Two investigations provide more ‘human’ vision to driverless cars | Technology
Autonomous driving vehicles depend on a sense as crucial for human beings as vision. It is not just about the machine being able to see, which it already does, but about looking, analyzing, discriminating and proceeding in milliseconds. The challenge is to achieve this characteristic of people in just the right time to make the necessary decision. For a machine, for example, seeing a tree next to the track is easy. The difficult thing is knowing that it is not an object that is going to move or get in the way, and the opposite if it is a pedestrian. The scientific magazine Nature publishes this Wednesday two advances in this sense: a processor to respond quickly to an event with minimal information and a new system (algorithm) to improve the precision of machine vision with lower latency (response time).
These investigations, which are fundamental for the development of autonomous driving vehicles or robotics, already have advanced developments at the Institute of Microelectronics (Imse) in the Andalusian capital, of the Higher Council for Scientific Research (CSIC) and the University of Seville . . Multinationals such as Samsung and Sony already use the patents sold by the company Prophesee.
The two works he publishes Nature They are innovations on these systems based on foveation, the human mechanism that allows maximizing resolution in the area where the vision is focused, while the decrease in the peripheral vision areas is not relevant. In this way, the amount of information is reduced, but the visual recognition capacity of the data essential for decision making in milliseconds is maintained.
The key is accurate interpretation of the scene and rapid motion detection to allow immediate reactions. Conventional cameras can capture the image of a frame and reproduce it at very high resolution, but all that information has to be processed and discriminated, which involves time and resource expenditure incompatible with the instantaneous decisions required by autonomous driving or advanced robotics.
One of the advances is signed by Daniel Gehrig, researcher at the University of Pennsylvania (USA), and Davide Scaramuzza, professor of robotics at the University of Zurich (Switzerland). Both have addressed the difficulty of decision-making with high-resolution color images. These need a large bandwidth to be processed with the necessary fluidity and reduce this high capacity at the cost of greater latency, more time to respond.

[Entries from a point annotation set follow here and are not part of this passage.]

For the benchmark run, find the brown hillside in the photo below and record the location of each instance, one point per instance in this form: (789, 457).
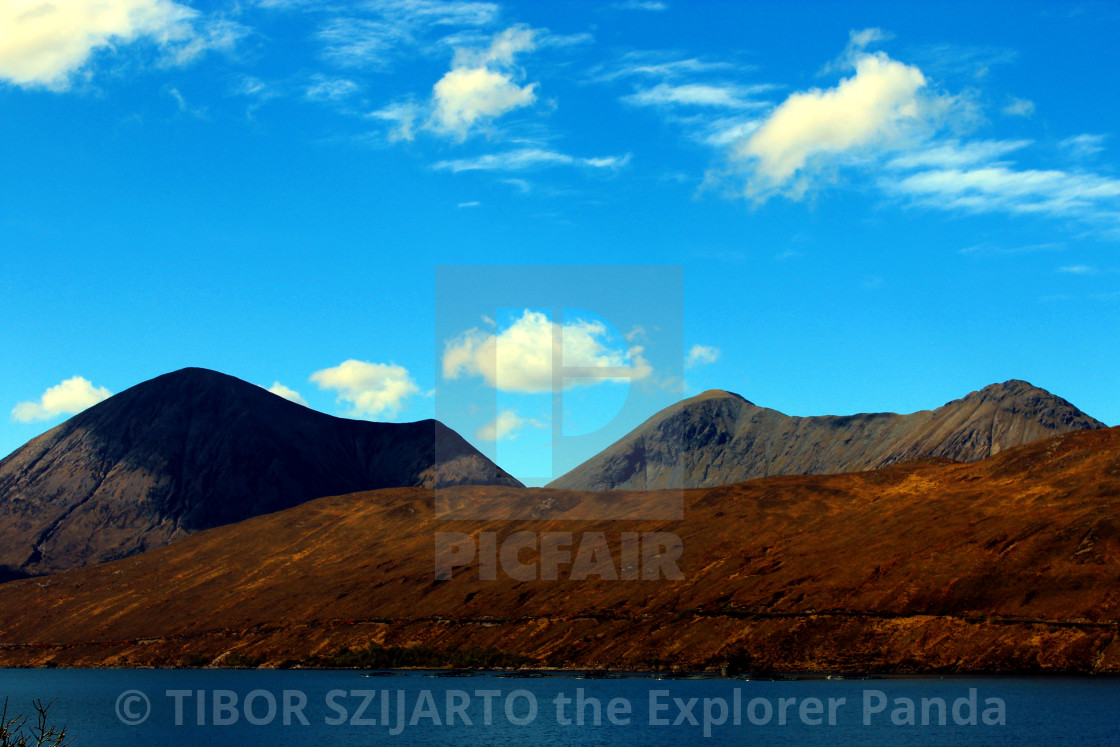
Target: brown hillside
(1011, 563)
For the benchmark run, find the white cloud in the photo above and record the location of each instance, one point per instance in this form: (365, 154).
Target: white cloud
(371, 389)
(505, 426)
(71, 397)
(287, 393)
(1019, 108)
(46, 44)
(481, 85)
(878, 108)
(528, 158)
(701, 355)
(520, 358)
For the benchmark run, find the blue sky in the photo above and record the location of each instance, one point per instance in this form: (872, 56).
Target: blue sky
(874, 206)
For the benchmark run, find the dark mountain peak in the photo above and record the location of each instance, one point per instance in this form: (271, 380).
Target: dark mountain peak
(718, 438)
(715, 394)
(197, 448)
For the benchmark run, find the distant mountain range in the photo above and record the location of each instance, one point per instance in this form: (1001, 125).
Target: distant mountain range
(1007, 565)
(195, 449)
(717, 438)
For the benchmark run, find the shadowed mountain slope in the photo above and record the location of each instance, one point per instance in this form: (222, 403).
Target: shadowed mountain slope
(194, 449)
(1006, 565)
(718, 438)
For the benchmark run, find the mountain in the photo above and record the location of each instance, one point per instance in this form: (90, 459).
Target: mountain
(194, 449)
(1005, 565)
(717, 438)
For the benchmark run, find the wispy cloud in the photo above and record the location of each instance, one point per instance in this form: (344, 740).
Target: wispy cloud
(528, 158)
(46, 45)
(985, 188)
(330, 90)
(1019, 108)
(505, 427)
(71, 397)
(1083, 147)
(360, 43)
(700, 355)
(655, 6)
(699, 94)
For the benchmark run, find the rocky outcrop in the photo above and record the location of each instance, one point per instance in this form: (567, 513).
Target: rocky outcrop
(718, 438)
(195, 449)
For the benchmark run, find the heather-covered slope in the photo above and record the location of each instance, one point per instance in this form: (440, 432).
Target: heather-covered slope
(1006, 565)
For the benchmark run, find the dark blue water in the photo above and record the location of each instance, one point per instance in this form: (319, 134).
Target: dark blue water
(274, 708)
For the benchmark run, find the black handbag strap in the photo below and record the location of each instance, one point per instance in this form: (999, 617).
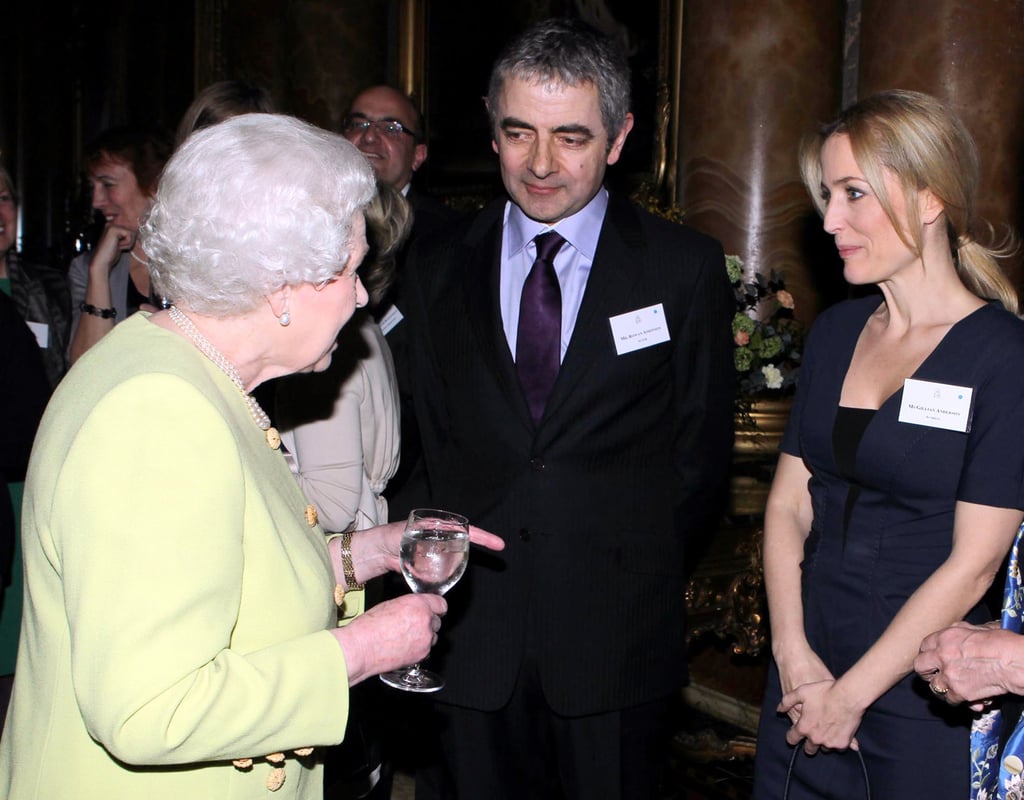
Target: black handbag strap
(793, 761)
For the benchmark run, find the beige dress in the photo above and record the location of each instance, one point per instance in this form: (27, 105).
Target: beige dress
(341, 428)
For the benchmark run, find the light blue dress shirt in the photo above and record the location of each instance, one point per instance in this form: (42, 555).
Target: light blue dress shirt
(572, 263)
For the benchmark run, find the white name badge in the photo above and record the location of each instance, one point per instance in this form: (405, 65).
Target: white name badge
(390, 319)
(42, 332)
(639, 329)
(936, 405)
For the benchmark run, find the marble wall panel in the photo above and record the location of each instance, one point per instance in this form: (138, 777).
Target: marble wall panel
(970, 54)
(757, 76)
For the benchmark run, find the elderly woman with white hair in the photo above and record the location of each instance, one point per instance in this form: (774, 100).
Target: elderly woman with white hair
(179, 634)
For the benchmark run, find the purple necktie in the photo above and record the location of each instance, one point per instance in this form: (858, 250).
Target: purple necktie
(538, 346)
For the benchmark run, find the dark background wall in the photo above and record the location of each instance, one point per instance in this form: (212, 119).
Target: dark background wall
(748, 78)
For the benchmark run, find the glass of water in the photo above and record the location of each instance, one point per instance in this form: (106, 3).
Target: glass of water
(433, 554)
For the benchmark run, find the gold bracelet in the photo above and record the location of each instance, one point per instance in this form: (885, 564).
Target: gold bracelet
(347, 567)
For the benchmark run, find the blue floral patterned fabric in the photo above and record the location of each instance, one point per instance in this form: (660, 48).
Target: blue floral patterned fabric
(994, 776)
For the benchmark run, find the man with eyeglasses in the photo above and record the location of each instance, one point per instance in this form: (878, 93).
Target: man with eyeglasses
(388, 129)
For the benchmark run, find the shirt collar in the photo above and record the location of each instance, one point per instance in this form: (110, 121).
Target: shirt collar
(582, 229)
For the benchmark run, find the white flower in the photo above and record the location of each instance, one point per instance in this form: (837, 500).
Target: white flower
(773, 377)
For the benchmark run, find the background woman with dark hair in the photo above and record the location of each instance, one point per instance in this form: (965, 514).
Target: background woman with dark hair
(112, 282)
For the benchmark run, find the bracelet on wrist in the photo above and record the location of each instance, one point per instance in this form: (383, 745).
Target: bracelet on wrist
(102, 313)
(347, 567)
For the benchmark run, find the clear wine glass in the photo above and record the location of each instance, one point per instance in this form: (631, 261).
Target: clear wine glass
(433, 554)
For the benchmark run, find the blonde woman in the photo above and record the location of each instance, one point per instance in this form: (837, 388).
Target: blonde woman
(899, 488)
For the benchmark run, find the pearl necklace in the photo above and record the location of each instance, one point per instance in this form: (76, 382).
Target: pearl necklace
(219, 361)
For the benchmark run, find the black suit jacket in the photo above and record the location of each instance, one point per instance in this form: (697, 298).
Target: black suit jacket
(596, 501)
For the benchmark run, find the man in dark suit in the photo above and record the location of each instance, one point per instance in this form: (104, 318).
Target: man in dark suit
(562, 654)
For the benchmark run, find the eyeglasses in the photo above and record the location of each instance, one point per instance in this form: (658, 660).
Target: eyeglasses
(320, 287)
(390, 128)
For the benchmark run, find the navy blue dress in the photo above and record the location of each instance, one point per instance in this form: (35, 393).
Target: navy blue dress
(883, 520)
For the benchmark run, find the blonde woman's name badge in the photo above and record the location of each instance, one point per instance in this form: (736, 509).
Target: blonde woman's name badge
(937, 405)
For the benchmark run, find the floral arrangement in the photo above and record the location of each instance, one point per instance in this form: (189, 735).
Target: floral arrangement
(768, 340)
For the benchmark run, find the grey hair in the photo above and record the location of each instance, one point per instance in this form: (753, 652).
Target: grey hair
(250, 205)
(570, 52)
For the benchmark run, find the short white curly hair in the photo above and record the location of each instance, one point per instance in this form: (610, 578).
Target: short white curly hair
(252, 204)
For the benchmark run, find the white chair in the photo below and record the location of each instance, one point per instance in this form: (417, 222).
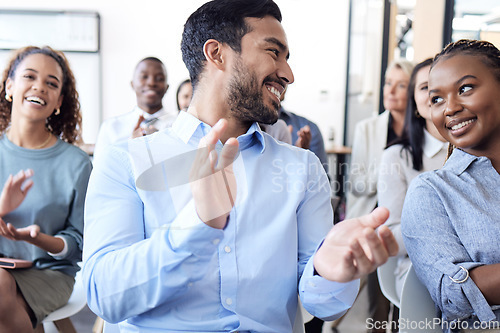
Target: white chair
(417, 307)
(387, 280)
(59, 320)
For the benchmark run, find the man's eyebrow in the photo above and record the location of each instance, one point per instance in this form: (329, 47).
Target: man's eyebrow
(280, 45)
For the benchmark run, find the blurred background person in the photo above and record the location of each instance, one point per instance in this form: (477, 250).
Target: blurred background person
(421, 148)
(371, 136)
(41, 206)
(150, 85)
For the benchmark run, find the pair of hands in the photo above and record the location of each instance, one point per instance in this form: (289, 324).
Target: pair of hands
(304, 136)
(352, 248)
(14, 191)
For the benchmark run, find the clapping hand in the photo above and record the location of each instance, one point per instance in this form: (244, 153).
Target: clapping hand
(355, 248)
(28, 233)
(15, 190)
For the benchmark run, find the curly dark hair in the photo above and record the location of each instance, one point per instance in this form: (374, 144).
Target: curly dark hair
(68, 124)
(224, 21)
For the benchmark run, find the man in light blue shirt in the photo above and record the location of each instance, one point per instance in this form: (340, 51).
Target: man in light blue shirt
(212, 225)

The alternative is to use an event camera, which processes continuous streams of pulses, but at the sacrifice of precision.
To address these limitations, the authors have developed a hybrid system that achieves effective object detection with minimal latency. The algorithm combines information from two cameras: one that slows down the color frame rate to reduce the bandwidth required, and another event camera that compensates for that latency loss, ensuring that fast-moving objects, such as pedestrians and cars, . , can be detected. “The results pave the way toward efficient and accurate object detection, especially in extreme scenarios,” the researchers say.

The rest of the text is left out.